Treat it: If your only symptoms are soreness and tenderness after playing, you’re probably safe treating it with an anti-inflammatory drug like Motrin or Advil. However, if your knee is swollen, catching or locking, Dr. Connor says to call a professional immediately — it could be a meniscus injury.
Prevent it: Just like with your shoulders, you need to pay attention to your knees on off-days. Focus on exercises that will help you stretch your leg muscles. On playing days, make sure you’re warming up the muscles by stretching both before and after you hit the court.
You’ve probably heard of “tennis elbow,” which is just another name for tendonitis in the tendons on the outside of your elbow. “Golfer’s elbow” the same thing for the outside of your elbow. Dr. Connor says he sees these types of injuries most commonly when the player suddenly changes the quantity of play (i.e. joining three leagues all at once) or gets a new racquet.
Treat it: Just like with the shoulder, Dr.
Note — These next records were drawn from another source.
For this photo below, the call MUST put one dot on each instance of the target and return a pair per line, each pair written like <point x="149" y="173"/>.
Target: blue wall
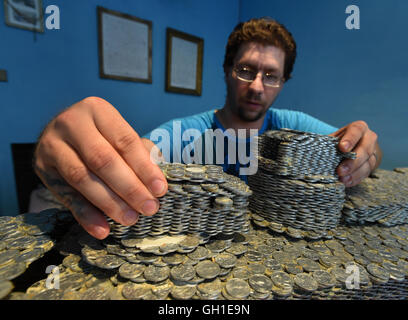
<point x="60" y="67"/>
<point x="340" y="75"/>
<point x="345" y="75"/>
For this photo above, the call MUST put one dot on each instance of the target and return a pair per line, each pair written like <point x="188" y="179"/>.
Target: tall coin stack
<point x="382" y="198"/>
<point x="200" y="199"/>
<point x="296" y="185"/>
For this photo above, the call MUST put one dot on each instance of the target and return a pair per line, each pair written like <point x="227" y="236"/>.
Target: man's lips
<point x="253" y="104"/>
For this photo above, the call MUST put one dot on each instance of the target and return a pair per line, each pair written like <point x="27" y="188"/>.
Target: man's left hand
<point x="357" y="137"/>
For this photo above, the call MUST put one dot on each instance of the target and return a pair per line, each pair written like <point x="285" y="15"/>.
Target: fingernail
<point x="345" y="145"/>
<point x="345" y="168"/>
<point x="150" y="207"/>
<point x="157" y="187"/>
<point x="100" y="232"/>
<point x="130" y="217"/>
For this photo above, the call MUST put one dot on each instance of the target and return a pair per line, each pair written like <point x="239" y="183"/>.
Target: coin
<point x="207" y="269"/>
<point x="5" y="288"/>
<point x="174" y="259"/>
<point x="71" y="281"/>
<point x="238" y="288"/>
<point x="225" y="260"/>
<point x="156" y="274"/>
<point x="185" y="292"/>
<point x="200" y="253"/>
<point x="237" y="249"/>
<point x="324" y="279"/>
<point x="281" y="279"/>
<point x="293" y="268"/>
<point x="12" y="270"/>
<point x="282" y="291"/>
<point x="8" y="256"/>
<point x="256" y="268"/>
<point x="260" y="283"/>
<point x="212" y="288"/>
<point x="378" y="271"/>
<point x="305" y="282"/>
<point x="50" y="294"/>
<point x="308" y="264"/>
<point x="241" y="273"/>
<point x="135" y="291"/>
<point x="109" y="262"/>
<point x="182" y="272"/>
<point x="95" y="293"/>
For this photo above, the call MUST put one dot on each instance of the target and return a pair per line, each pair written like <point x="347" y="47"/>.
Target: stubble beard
<point x="249" y="117"/>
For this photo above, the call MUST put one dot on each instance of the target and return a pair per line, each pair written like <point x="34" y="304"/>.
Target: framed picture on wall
<point x="125" y="46"/>
<point x="25" y="14"/>
<point x="184" y="62"/>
Connor says to try and determine the root cause of your pain. A good place to start is figuring out what you’ve changed lately. Did you suddenly start playing a lot? If so, take a step back and ease back in gradually. Is it an equipment issue like a wider grip and tight new strings? Talk to your tennis pro about how to handle it.
Prevent it: Keep working on stretching and strengthening on your off days.
If your back’s sore after a tennis match, Dr. Connor says it’s almost always a strain from twisting, turning or reaching up and down. Lower back problems are common, but your neck can be at risk also.
Treat it: Ice the area and take anti-inflammatory meds. Dr. Connor says most mild tennis injuries will resolve themselves within a week or so if you modify the activity. However, if the function of a joint is hampered or doesn’t respond to routine treatment, you’ll need to call a doctor.
Prevent it: Dr. Connor says tennis players must maintain their flexibility, especially as they get older. He suggests strengthening the core by doing exercises like plank and sit-ups. “If a ball is a few feet away from us, we really challenge our flexibility when we go over and get it in the heat of a match,” he said. “It helps to be prepared.”
FOR THE KIDDOS
The most common issue for young players is overuse — they play from 9 a.m. until the sun goes down and go to tennis camp for a whole week.
Be aware: Dr. Connor says it’s important to keep track of how much your kid is playing, and be ready to intervene if it seems like too much. The shoulder and elbow are common culprits for pain in young players. If your little one is complaining of pain after hitting serves over and over, have them take a step back, let it rest and get back at it later.
WHEN TO SEE A DOCTOR
If you have these symptoms, call the experts at Ortho Carolina:
• It’s been a week, I’ve modified my activity and the pain is still not going anywhere.
• The function of my joint has been hampered
• I have an obvious severe injury (like falling directly on a wrist out on the court)
• My knee is swollen, catching or locking
ABOUT OUR EXPERT
Patrick Connor, MD is a sports medicine surgeon with OrthoCarolina and has served as head team physician to the Carolina Panthers for 18 years, as well as several NFL Pro Bowls. As an NFL doctor and member and former president of the NFL Physicians’ Society, he plays a role in the creation of very specific NFL recommendations, guidelines and protocols for treatment of different injuries. Dr. Connor is also head team physician for Joe Gibbs Racing, the Charlotte Knights and Providence Day School.
With focuses in arthroscopic and reconstructive knee surgery, shoulder care and shoulder surgery, Dr. Connor’s clinical specialties also include shoulder and elbow, sports medicine and trauma. He has served as a member of American Academy of Orthopaedic Surgeons, and published research in journals such as the Journal of Shoulder and Elbow Surgery. He received his medical degree from the Oklahoma College of Medicine and completed his residency at Carolinas Medical Center. He also completed a fellowship in shoulder surgery at Columbia-Presbyterian Medical Center in New York City.
A four-time state high school singles champion in the state of Oklahoma, Dr. Connor was a scholarship and All-American tennis player at Oklahoma State University.